The Draka grinned like a wolf. “Ideology, demographics . . . If National Socialism and the Japanese Empire consolidate their gains, we’ll have to come to an accommodation with them. In both, the master-race population is several times larger than ours. We’re expansionists by inclination, they by necessity. Lebensraum, you see. The only basis for an accommodation would be an alliance against the Western Hemisphere, the more so as all three of us find your worldview subversive and repugnant in the extreme. Of course, two of the victors would then ally to destroy the third, and then fall out with each other. Endgame.”

“And if Hitler and the Japanese are stopped?” the American said softly.

“Why, the U.S.A. and the Domination would divide the spoils between them,” the Draka said jovially. “You’d have a generation of peace, at least: it would take us that long to digest our gains, build up our own numbers, break the conquered peoples to the yoke. Then . . . who knows? We have superior numbers, patience, continuity of purpose. You have more flexibility and ingenuity. It’ll be interesting, at least.”

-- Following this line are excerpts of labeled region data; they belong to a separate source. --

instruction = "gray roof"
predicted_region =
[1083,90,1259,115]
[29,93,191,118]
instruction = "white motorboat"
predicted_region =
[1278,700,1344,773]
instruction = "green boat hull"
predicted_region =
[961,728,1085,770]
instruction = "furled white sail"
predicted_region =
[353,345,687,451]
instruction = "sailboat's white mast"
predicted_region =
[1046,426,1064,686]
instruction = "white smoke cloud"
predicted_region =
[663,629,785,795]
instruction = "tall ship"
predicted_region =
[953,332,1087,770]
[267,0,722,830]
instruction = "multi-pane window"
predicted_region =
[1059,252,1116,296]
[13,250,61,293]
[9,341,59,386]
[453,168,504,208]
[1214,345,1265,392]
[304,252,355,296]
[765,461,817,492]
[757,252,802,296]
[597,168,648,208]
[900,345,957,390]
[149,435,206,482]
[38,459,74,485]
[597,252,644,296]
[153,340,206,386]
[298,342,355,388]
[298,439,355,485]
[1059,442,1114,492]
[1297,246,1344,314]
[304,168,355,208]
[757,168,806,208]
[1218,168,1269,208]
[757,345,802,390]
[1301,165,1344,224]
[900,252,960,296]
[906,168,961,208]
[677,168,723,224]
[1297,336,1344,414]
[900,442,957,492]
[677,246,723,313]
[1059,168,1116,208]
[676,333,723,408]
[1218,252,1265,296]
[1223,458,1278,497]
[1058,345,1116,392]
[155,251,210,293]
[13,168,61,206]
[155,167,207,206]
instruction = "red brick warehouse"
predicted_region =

The American considered his hands. “You may be impossible to live with in the long run,” he said. “I’ve seen Hitler at first hand; he’s impossible in the short run . . . but an American audience isn’t going to be moved by considerations of realpolitik: as far as the voters are concerned, munitions merchants got us into the last one, with nothing more to show than unpaid debts from the Europeans and more serfs for the Draka.”

The general shrugged, blotted his lips and rose. “Ah yes, the notorious Yankee moralism; it makes your electorate even less inclined to rational behavior than ours. I won’t say tell it to the Mexicans...” He leaned forward across the table, resting his weight on his palms. “If your audience needs a pin in the bum of their moral indignation to work up a fighting spirit, consider this. You’ve heard the rumors about what’s happening to the Jews in Europe?”

Dreiser nodded, mouth dry. “From the Friends Service Committee,” he said. “I believed them; most of my compatriots didn’t. They’re . . . unbelievable. Even some of those who admit they’re true won’t believe them.” Out of the corner of his eye he saw the younger von Shrakenbergs start at the name of the Quaker humanitarian group.

The general nodded. “They are true, and you can have the Intelligence reports to prove it. And if the Yankee in the street isn’t moved by love of the Jews, the Fritz—the Germans—plan to stuff the Poles and Russians into the incinerators next.” He straightened. “As a guest, of course, my house is yours—ask the steward for anything you wish in the way of entertainment or women. Good day.”

Dreiser stared blankly as the tall figure limped from the terrace. He looked about. The table faced south, over a courtyard surrounded by a colonnade. Cloud-shadow rolled down the naked rock of the hill behind, over the dappled oak forest, past fenced pasture and stables, smelling of turned earth and rock and the huge wild mountains to the east. The courtyard fountain bent before the wind, throwing a mist of spray across tiles blue as lapis. The two young Draka leaned back in their chairs, smiling in a not unkindly scorn.

“Pa—Strategos von Shrakenberg—can be a little . . . alarming at times,” Eric said, offering his hand. “Very much the grand seigneur. An able man, very, but hard.”